1. Erişilebilir sosyal konut politikaları geliştirilmeli. hem uygun kira bedelleri karşılığında dar gelirli vatandaşların barınma ihtiyacını karşılamalı, hem de orta gelirli vatandaşlar için makul fiyatlı konutlarla ev sahibi olmanın yolu açılmalı.

2. Arsa üretimi hızlandırılmalı. Özellikle Eskişehir gibi şehirlerde arsa maliyetlerinin aşırı yükselmesi kontrol altına alınmalı.

3. Bağımsız ve öngörülebilir bir hukuk sistemi kurulmalı. Yatırımcının güveni sağlanmadan, Türk lirası değer kazanamaz.

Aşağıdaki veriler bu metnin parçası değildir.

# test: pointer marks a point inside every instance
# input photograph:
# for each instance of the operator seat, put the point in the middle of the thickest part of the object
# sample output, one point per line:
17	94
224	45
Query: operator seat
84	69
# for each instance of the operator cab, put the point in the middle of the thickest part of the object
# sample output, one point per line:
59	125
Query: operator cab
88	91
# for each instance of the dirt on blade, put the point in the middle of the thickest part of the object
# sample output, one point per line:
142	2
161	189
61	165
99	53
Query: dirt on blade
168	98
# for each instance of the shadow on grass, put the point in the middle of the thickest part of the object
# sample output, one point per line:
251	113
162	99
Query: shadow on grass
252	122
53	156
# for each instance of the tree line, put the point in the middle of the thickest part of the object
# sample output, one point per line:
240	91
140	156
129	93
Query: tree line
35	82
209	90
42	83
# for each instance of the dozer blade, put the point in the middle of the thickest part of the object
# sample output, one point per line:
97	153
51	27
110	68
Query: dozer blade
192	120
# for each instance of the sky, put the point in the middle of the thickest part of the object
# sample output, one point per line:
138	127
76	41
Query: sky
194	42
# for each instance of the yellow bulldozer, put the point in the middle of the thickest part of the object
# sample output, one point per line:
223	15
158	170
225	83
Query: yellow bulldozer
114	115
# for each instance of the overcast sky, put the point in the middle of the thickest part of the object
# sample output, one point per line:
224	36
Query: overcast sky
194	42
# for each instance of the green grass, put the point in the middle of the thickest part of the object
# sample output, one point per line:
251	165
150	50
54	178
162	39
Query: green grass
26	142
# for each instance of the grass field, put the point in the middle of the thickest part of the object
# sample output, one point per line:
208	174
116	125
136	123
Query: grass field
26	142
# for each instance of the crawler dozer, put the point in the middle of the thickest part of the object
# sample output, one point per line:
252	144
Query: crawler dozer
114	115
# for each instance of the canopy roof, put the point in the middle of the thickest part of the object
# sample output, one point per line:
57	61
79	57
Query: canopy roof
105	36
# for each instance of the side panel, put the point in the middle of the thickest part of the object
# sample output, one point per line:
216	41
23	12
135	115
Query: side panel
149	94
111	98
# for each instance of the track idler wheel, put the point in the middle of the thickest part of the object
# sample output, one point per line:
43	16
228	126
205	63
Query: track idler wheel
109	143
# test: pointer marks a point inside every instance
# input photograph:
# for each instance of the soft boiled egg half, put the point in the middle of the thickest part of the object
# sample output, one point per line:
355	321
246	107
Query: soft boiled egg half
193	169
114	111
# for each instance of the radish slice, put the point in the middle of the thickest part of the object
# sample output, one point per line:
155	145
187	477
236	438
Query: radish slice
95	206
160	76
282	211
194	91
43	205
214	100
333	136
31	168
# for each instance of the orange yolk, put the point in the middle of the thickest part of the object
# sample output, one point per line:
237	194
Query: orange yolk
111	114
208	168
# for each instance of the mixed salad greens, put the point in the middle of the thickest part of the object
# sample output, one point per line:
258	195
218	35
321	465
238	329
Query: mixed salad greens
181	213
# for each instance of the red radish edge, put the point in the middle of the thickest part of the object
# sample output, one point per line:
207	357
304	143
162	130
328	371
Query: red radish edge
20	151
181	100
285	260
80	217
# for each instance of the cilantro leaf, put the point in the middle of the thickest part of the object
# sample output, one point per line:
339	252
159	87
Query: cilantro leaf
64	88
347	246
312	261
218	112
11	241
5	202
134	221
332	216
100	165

4. “Geç kalan adalet zulümdür.” Tahliye süreçleri, yalnızca “tahliye taahhütnamesi” imzalatan ev sahiplerinin inisiyatifine bırakılmadan adil ve hızlı biçimde çözülmeli.

5. Boş kalan evlere vergi getirilmeli. Bu yolla hem piyasadaki konut arzı artar hem de evlerin satışı ve kiralanması teşvik edilmiş olur.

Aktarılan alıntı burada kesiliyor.